Players have previously only been able to buy digital goods for Minecraft that were developed in-house and sold via an online store. Some third-parties have sold add-ons via their own portals, but with restrictions. The new official Minecraft Marketplace, however, will be attached to a user’s Xbox Live account and uses a new digital currency called Minecraft Coins to pay for goods, which can be procured using real money. It’s not entirely clear whether coins can be earned through unlocking certain in-game achievements — Microsoft makes no mention of this.
The Minecraft Marketplace will be available via a Discovery update coming soon and will arrive on Minecraft: Windows 10 Edition and Minecraft: Pocket Edition. Players can buy maps and skin and texture packs from creators who have been hand-picked by Microsoft. All purchases will be available to use across platforms.
There will be nine creators at launch though Microsoft said that it will be adding more every month. Among the initial roster of creators is Blockception, which is selling a replica map of London that evolves through the ages as players progress, and Sphax has created a pack that transforms Minecraft into a comic book.
Mojang, the Sweden-based game development studio that shot to prominence due to its work on Minecraft, was acquired by Microsoft for $2.5 billion in 2014. Microsoft has been pushing to monetize the game through a number of conduits, including a new education edition, which it sells to schools.
Formalizing in-game purchases through an official marketplace for third-parties is an obvious route to go as it opens Microsoft, with 55 million active players each month, up to a potentially lucrative avenue for revenue. Microsoft is a little vague on the exact cut it gets; however, it does say that the various app store platforms (e.g. Apple’s App Store and Google Play) take a 30 percent cut on each purchase, with creators getting “the majority after that.” Additionally, by bringing all add-ons in-house, this gives Microsoft more control over content to ensure it “doesn’t contain viruses or malware,” it said in an update.
“Bringing other creators in to sell their goods is good for players as it enables access to a ton of different kinds of content,” said John Thornton, the executive producer of Minecraft Realms. “We know that people want to change the look of Minecraft to be what they want.
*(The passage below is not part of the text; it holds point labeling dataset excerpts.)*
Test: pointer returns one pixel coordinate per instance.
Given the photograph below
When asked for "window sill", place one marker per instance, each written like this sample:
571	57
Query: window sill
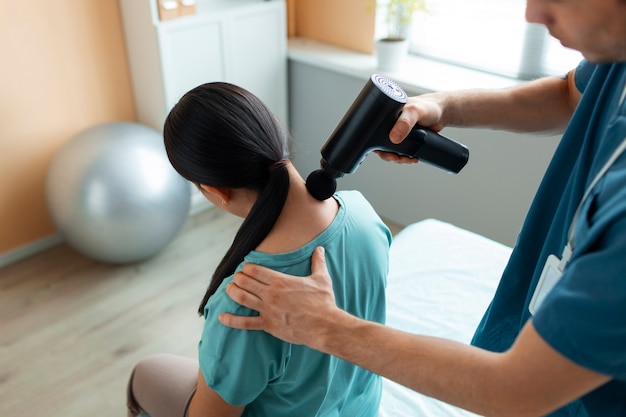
419	75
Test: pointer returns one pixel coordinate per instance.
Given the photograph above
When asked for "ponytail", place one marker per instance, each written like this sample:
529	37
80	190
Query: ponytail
221	135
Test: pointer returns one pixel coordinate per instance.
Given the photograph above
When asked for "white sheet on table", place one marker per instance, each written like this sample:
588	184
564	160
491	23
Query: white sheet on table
440	282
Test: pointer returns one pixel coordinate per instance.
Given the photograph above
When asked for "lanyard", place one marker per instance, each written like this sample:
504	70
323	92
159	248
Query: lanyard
571	234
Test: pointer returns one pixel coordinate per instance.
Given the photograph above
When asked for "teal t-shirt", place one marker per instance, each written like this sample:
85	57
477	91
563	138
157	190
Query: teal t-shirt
275	378
584	316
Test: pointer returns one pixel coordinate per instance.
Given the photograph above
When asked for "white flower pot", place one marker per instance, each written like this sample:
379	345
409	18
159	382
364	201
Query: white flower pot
391	53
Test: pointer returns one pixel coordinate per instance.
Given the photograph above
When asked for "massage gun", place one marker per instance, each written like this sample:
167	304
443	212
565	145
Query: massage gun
366	126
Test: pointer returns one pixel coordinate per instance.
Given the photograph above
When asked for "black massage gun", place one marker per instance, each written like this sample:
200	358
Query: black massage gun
366	126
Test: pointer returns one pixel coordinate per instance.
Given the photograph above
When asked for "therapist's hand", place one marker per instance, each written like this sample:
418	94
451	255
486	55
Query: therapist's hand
424	110
290	308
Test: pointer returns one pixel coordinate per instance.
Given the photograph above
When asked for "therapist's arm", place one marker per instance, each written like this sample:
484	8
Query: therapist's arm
530	379
544	105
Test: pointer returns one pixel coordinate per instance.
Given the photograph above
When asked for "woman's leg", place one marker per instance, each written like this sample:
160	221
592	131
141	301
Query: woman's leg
162	386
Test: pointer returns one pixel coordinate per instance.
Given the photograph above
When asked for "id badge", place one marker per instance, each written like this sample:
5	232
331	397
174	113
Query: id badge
549	277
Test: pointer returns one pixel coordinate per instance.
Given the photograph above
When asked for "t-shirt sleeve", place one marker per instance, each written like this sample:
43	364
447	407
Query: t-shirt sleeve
238	364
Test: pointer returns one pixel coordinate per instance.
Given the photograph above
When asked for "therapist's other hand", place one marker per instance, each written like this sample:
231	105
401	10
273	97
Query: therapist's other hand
290	308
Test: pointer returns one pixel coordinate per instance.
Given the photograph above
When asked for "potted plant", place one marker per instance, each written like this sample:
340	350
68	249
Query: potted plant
393	47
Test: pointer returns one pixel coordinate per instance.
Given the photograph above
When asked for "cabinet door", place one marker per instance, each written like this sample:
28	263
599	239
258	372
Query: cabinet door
257	57
190	55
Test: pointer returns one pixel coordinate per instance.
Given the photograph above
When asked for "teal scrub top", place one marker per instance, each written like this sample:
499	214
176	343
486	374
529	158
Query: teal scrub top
584	316
274	378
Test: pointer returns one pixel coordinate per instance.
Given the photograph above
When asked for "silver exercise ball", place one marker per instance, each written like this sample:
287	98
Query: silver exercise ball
113	195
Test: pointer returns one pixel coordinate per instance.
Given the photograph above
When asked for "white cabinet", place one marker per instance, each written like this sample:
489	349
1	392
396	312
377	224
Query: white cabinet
240	41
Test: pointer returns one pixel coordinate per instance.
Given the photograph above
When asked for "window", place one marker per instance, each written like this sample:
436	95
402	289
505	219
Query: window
489	35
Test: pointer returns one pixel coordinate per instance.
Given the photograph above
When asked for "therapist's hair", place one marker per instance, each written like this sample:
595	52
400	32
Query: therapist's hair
221	135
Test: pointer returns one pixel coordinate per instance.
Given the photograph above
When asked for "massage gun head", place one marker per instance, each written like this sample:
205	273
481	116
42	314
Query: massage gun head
321	185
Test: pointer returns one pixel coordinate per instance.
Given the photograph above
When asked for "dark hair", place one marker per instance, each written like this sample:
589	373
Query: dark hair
221	135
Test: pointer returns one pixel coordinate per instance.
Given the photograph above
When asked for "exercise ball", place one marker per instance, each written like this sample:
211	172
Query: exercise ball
113	195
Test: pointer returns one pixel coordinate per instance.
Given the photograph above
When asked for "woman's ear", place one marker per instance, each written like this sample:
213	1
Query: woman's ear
223	193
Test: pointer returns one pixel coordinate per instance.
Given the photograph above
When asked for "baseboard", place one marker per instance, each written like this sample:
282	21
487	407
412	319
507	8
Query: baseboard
198	205
29	249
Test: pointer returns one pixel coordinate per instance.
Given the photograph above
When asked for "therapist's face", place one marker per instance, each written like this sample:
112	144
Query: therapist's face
596	28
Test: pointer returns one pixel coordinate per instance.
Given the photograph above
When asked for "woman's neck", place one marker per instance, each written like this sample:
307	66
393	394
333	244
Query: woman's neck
302	219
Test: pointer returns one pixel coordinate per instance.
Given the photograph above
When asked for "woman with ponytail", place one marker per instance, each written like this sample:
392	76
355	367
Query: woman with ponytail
225	141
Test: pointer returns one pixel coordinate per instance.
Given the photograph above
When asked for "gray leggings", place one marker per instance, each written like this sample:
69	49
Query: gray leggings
162	386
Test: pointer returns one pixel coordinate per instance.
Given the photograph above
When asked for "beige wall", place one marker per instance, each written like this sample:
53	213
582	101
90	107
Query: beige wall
345	23
63	68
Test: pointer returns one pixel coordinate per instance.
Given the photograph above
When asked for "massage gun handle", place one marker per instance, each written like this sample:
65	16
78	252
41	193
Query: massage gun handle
435	149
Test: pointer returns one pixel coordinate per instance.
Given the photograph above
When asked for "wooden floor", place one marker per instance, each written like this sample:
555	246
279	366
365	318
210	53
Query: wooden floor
71	329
There are also a number of individuals who look at Minecraft as a platform for entrepreneurialism, looking for a way to make a living doing something they love. For players, this is the best way to get content easily in the game, and for creators this ends up being a source of revenue for them so they can continue to make fantastic creations for all the players.”
Though Microsoft says that it will be accepting applications from other creators to join the marketplace, ultimately it’s not an open platform for anyone to sign up of their own volition.
“We think it’s important from a quality perspective to have a curated marketplace where we are reviewing the items and working with creators to make sure the content is appropriate and exciting for players,” added Thornton.